Add image and audio prompting API

domenic · web-flow · commit 331914af6ee9 · 2025-02-25T15:01:31.000+09:00
Closes #40. Somewhat helps with #70.
diff --git a/README.md b/README.md
@@ -173,6 +173,65 @@ console.log(await promptWithCalculator("What is 2 + 2?"));
 
 We'll likely explore more specific APIs for tool- and function-calling in the future; follow along in [issue #7](https://github.com/webmachinelearning/prompt-api/issues/7).
 
+### Multimodal inputs
+
+All of the above examples have been of text prompts. Some language models also support other inputs. Our design initially includes the potential to support images and audio clips as inputs. This is done by using objects in the form `{ type: "image", content }` and `{ type: "audio", content }` instead of strings. The `content` values can be the following:
+
+* For image inputs: [`ImageBitmapSource`](https://html.spec.whatwg.org/#imagebitmapsource), i.e. `Blob`, `ImageData`, `ImageBitmap`, `VideoFrame`, `OffscreenCanvas`, `HTMLImageElement`, `SVGImageElement`, `HTMLCanvasElement`, or `HTMLVideoElement` (will get the current frame). Also raw bytes via `BufferSource` (i.e. `ArrayBuffer` or typed arrays).
+
+* For audio inputs: for now, `Blob`, `AudioBuffer`, or raw bytes via `BufferSource`. Other possibilities we're investigating include `HTMLAudioElement`, `AudioData`, and `MediaStream`, but we're not yet sure if those are suitable to represent "clips": most other uses of them on the web platform are able to handle streaming data.
+
+Sessions that will include these inputs need to be created using the `expectedInputs` option, to ensure that any necessary downloads are done as part of session creation, and that if the model is not capable of such multimodal prompts, the session creation fails. (See also the below discussion of [expected input languages](#multilingual-content-and-expected-languages), not just expected input types.)
+
+A sample of using these APIs:
+
+```js
+const session = await ai.languageModel.create({
+  // { type: "text" } is not necessary to include explicitly, unless
+  // you also want to include expected input languages for text.
+  expectedInputs: [
+    { type: "audio" },
+    { type: "image" }
+  ]
+});
+
+const referenceImage = await (await fetch("/reference-image.jpeg")).blob();
+const userDrawnImage = document.querySelector("canvas");
+
+const response1 = await session.prompt([
+  "Give a helpful artistic critique of how well the second image matches the first:",
+  { type: "image", content: referenceImage },
+  { type: "image", content: userDrawnImage }
+]);
+
+console.log(response1);
+
+const audioBlob = await captureMicrophoneInput({ seconds: 10 });
+
+const response2 = await session.prompt([
+  "My response to your critique:",
+  { type: "audio", content: audioBlob }
+]);
+```
+
+Future extensions may include more ambitious multimodal inputs, such as video clips, or realtime audio or video. (Realtime might require a different API design, more based around events or streams instead of messages.)
+
+Details:
+
+* Cross-origin data that has not been exposed using the `Access-Control-Allow-Origin` header cannot be used with the prompt API, and will reject with a `"SecurityError"` `DOMException`. This applies to `HTMLImageElement`, `SVGImageElement`, `HTMLVideoElement`, `HTMLCanvasElement`, and `OffscreenCanvas`. Note that this is more strict than `createImageBitmap()`, which has a tainting mechanism which allows creating opaque image bitmaps from unexposed cross-origin resources.

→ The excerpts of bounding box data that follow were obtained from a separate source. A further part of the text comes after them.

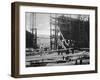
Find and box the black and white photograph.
[25,12,90,67]
[11,2,98,77]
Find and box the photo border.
[11,2,98,78]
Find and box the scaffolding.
[50,14,69,50]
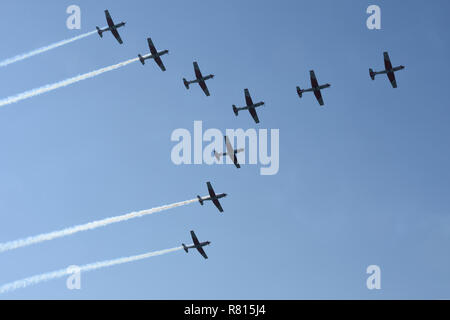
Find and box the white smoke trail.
[0,199,198,252]
[0,30,97,67]
[0,247,183,294]
[0,58,139,107]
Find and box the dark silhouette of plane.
[183,61,214,96]
[369,52,405,88]
[138,38,169,71]
[233,89,264,123]
[214,136,244,169]
[197,181,227,212]
[96,10,125,44]
[297,70,331,106]
[182,231,211,259]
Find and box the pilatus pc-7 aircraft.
[96,10,125,44]
[214,136,244,169]
[369,52,405,88]
[297,70,331,106]
[197,181,227,212]
[183,61,214,96]
[182,231,211,259]
[233,89,264,123]
[138,38,169,71]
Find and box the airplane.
[96,10,125,44]
[297,70,331,106]
[233,89,264,123]
[138,38,169,71]
[182,231,211,259]
[197,181,227,212]
[369,52,405,88]
[183,61,214,96]
[214,136,244,169]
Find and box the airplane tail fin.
[183,78,189,90]
[233,104,239,116]
[214,149,220,161]
[96,27,103,38]
[138,54,145,65]
[369,69,375,80]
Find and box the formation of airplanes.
[90,10,405,259]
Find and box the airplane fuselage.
[100,22,125,32]
[202,193,227,201]
[237,101,264,110]
[141,50,169,60]
[184,241,211,250]
[187,74,214,84]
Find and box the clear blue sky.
[0,0,450,299]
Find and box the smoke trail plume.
[0,30,97,67]
[0,58,139,107]
[0,199,198,252]
[0,247,183,293]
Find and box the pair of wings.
[147,38,166,71]
[244,89,259,123]
[194,61,209,97]
[309,70,324,106]
[191,231,208,259]
[105,10,123,44]
[206,182,223,212]
[225,136,241,169]
[383,52,397,88]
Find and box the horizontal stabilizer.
[233,104,239,116]
[183,78,189,90]
[96,27,103,38]
[369,69,375,80]
[138,54,145,65]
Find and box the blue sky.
[0,0,450,299]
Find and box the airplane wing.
[314,90,323,106]
[197,247,208,259]
[153,56,166,71]
[309,70,319,88]
[198,80,209,97]
[244,89,253,106]
[225,136,241,169]
[194,61,203,80]
[191,231,200,246]
[248,108,259,123]
[212,199,223,212]
[147,38,158,55]
[383,52,392,70]
[225,136,234,155]
[206,181,216,198]
[111,28,123,44]
[232,153,241,169]
[387,72,397,88]
[105,10,114,29]
[105,10,123,44]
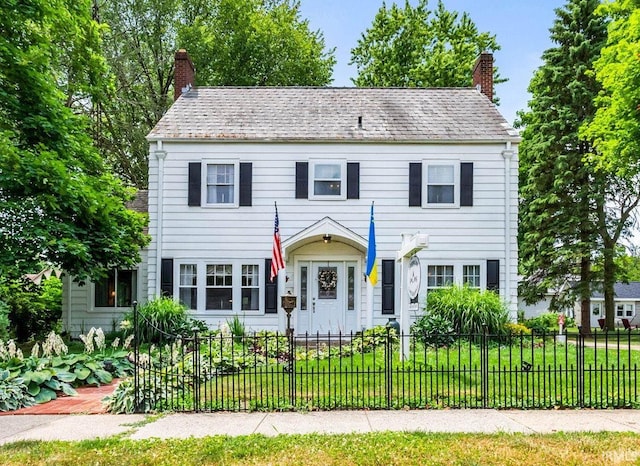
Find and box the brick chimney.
[473,52,493,101]
[173,49,196,101]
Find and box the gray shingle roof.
[593,282,640,301]
[147,87,519,142]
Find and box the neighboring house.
[519,282,640,328]
[61,51,520,334]
[591,282,640,327]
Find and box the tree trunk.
[603,241,616,330]
[580,256,591,336]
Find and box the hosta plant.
[0,369,35,411]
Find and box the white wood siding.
[147,142,518,328]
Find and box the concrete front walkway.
[0,409,640,444]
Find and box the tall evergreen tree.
[519,0,607,333]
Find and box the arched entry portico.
[282,217,372,334]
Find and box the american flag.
[271,204,284,282]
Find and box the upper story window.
[462,265,480,288]
[616,303,633,317]
[94,270,138,307]
[179,264,198,309]
[206,163,239,207]
[205,264,233,310]
[427,265,453,292]
[408,159,474,208]
[425,163,460,207]
[242,265,260,311]
[309,160,347,199]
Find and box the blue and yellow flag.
[367,202,378,286]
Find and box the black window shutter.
[382,259,396,314]
[409,163,422,207]
[264,259,278,314]
[160,259,173,298]
[460,162,473,206]
[347,162,360,199]
[487,260,500,292]
[188,162,202,206]
[296,162,309,199]
[239,162,253,206]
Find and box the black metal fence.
[134,320,640,411]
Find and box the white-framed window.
[616,303,633,318]
[422,164,460,207]
[426,261,487,293]
[462,264,481,288]
[203,161,240,207]
[178,264,198,309]
[93,269,138,308]
[427,265,454,292]
[309,160,347,199]
[591,302,603,317]
[241,265,260,311]
[205,264,233,311]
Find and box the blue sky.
[300,0,566,123]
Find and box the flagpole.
[365,201,377,328]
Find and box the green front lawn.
[0,432,640,466]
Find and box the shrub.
[427,285,509,335]
[227,314,246,343]
[0,301,10,340]
[0,277,62,342]
[0,369,35,411]
[123,297,207,343]
[411,313,455,347]
[504,322,531,335]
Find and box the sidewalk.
[0,381,640,444]
[0,409,640,444]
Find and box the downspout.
[154,141,167,299]
[502,141,516,318]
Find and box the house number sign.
[407,256,420,301]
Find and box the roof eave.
[147,136,522,144]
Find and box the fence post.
[480,325,489,408]
[288,330,296,408]
[193,327,202,412]
[576,326,584,408]
[384,325,393,408]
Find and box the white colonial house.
[64,51,520,334]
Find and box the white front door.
[309,262,346,334]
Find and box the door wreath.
[318,267,338,291]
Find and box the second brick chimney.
[173,49,196,101]
[473,52,493,101]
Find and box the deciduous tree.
[94,0,335,188]
[583,0,640,328]
[0,0,147,278]
[351,0,504,95]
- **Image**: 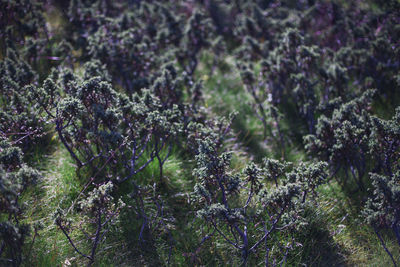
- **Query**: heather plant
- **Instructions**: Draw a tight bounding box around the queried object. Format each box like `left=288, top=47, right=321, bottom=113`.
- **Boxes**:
left=362, top=108, right=400, bottom=266
left=31, top=68, right=180, bottom=182
left=0, top=49, right=44, bottom=150
left=304, top=90, right=375, bottom=190
left=54, top=182, right=125, bottom=266
left=193, top=139, right=327, bottom=266
left=0, top=138, right=40, bottom=266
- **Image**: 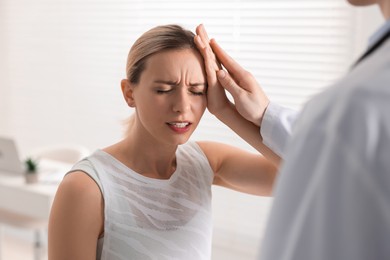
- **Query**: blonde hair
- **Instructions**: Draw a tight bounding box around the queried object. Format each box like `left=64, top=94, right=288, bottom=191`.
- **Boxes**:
left=126, top=24, right=197, bottom=84
left=124, top=24, right=198, bottom=134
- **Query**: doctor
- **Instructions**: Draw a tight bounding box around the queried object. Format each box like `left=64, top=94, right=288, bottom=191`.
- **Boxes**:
left=197, top=0, right=390, bottom=260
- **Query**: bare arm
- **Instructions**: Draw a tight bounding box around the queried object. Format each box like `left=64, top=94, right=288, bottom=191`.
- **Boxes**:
left=195, top=25, right=280, bottom=165
left=198, top=142, right=277, bottom=196
left=49, top=172, right=104, bottom=260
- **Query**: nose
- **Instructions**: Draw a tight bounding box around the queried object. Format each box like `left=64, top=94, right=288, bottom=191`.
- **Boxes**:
left=173, top=87, right=191, bottom=113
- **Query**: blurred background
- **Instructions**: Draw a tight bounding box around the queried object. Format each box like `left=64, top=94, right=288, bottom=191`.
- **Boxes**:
left=0, top=0, right=384, bottom=260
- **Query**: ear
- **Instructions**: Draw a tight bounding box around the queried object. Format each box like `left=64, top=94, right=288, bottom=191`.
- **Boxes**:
left=121, top=79, right=135, bottom=107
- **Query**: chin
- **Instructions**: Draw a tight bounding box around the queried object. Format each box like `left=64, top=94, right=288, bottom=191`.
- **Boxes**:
left=347, top=0, right=378, bottom=6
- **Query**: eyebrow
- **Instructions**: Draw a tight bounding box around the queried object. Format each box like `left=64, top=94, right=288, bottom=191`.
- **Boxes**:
left=154, top=80, right=207, bottom=87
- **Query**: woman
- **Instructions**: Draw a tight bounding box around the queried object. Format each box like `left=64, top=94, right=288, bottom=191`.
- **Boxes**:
left=49, top=25, right=276, bottom=260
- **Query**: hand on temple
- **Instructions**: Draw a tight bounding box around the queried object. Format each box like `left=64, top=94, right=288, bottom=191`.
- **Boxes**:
left=195, top=25, right=269, bottom=126
left=194, top=25, right=232, bottom=116
left=194, top=25, right=280, bottom=165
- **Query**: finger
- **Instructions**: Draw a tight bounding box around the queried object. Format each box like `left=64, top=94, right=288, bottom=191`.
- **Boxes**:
left=217, top=70, right=243, bottom=99
left=195, top=24, right=210, bottom=44
left=210, top=39, right=245, bottom=79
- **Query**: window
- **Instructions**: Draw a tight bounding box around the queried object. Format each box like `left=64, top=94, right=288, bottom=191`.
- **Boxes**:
left=0, top=0, right=374, bottom=259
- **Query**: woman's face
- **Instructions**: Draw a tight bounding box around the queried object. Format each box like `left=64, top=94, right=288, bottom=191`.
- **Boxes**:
left=129, top=49, right=207, bottom=145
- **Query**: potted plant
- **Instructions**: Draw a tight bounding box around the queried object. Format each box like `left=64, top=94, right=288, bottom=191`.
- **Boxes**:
left=24, top=157, right=38, bottom=184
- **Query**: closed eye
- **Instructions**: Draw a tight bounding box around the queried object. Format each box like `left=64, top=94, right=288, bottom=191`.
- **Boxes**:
left=156, top=89, right=172, bottom=94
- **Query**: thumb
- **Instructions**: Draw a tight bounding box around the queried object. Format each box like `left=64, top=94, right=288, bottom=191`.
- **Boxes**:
left=217, top=70, right=242, bottom=98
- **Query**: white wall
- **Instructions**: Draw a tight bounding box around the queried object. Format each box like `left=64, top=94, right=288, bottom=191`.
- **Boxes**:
left=0, top=0, right=383, bottom=259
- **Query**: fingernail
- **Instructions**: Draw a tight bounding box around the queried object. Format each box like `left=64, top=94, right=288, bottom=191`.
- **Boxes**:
left=217, top=70, right=226, bottom=79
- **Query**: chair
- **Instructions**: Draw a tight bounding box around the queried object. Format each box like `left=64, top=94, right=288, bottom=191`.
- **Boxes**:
left=0, top=144, right=90, bottom=260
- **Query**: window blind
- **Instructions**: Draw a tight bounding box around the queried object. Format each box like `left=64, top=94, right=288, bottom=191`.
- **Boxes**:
left=0, top=0, right=354, bottom=259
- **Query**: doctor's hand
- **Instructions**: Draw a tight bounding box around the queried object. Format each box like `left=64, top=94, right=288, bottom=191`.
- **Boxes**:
left=194, top=24, right=230, bottom=116
left=210, top=35, right=269, bottom=126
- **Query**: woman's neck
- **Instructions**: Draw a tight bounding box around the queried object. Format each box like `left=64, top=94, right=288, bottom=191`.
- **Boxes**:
left=104, top=124, right=177, bottom=179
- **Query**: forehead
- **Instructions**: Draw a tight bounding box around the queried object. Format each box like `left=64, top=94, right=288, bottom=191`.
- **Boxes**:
left=143, top=49, right=205, bottom=79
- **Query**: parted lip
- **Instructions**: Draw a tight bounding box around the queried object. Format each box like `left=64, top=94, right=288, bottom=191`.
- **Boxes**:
left=167, top=121, right=191, bottom=127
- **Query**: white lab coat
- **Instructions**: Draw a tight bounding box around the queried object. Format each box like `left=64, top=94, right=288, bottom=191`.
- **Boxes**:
left=259, top=21, right=390, bottom=260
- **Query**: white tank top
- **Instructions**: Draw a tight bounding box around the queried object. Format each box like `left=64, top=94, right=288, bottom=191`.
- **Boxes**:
left=71, top=142, right=214, bottom=260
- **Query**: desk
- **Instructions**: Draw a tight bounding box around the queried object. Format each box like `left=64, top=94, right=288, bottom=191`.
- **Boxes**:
left=0, top=160, right=72, bottom=221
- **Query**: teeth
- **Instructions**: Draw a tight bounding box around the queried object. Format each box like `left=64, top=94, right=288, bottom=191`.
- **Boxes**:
left=169, top=123, right=189, bottom=128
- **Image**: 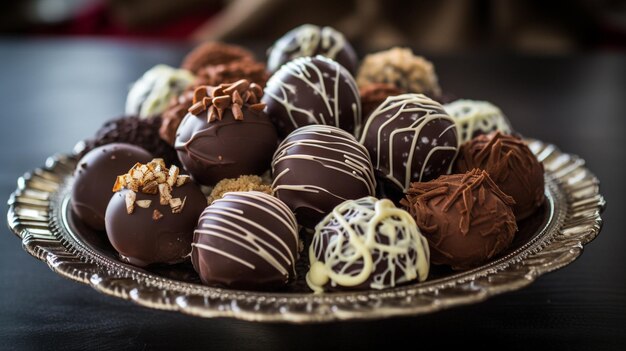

For the prompt API, such resources will just fail. This includes attempts to use cross-origin-tainted canvases.
+
+* Raw-bytes cases (`Blob` and `BufferSource`) will apply the appropriate sniffing rules ([for images](https://mimesniff.spec.whatwg.org/#rules-for-sniffing-images-specifically), [for audio](https://mimesniff.spec.whatwg.org/#rules-for-sniffing-audio-and-video-specifically)) and reject with a `"NotSupportedError"` `DOMException` if the format is not supported. This behavior is similar to that of `createImageBitmap()`.
+
+* Animated images will be required to snapshot the first frame (like `createImageBitmap()`). In the future, animated image input may be supported via some separate opt-in, similar to video clip input. But we don't want interoperability problems from some implementations supporting animated images and some not, in the initial version.
+
+* For `HTMLVideoElement`, even a single frame might not yet be downloaded when the prompt API is called. In such cases, calling into the prompt API will force at least a single frame's worth of video to download. (The intent is to behave the same as `createImageBitmap(videoEl)`.)
+
+* Text prompts can also be done via `{ type: "text", content: aString }`, instead of just `aString`. This can be useful for generic code.
+
+* Attempting to supply an invalid combination, e.g. `{ type: "audio", content: anImageBitmap }`, `{ type: "image", content: anAudioBuffer }`, or `{ type: "text", content: anArrayBuffer }`, will reject with a `TypeError`.
+
+* As described [above](#customizing-the-role-per-prompt), you can also supply a `role` value in these objects, so that the full form is `{ role, type, content }`. However, for now, using any role besides the default `"user"` role with an image or audio prompt will reject with a `"NotSupportedError"` `DOMException`. (As we explore multimodal outputs, this restriction might be lifted in the future.)
+
 ### Structured output or JSON output
 
 To help with programmatic processing of language model responses, the prompt API supports structured outputs defined by a JSON schema.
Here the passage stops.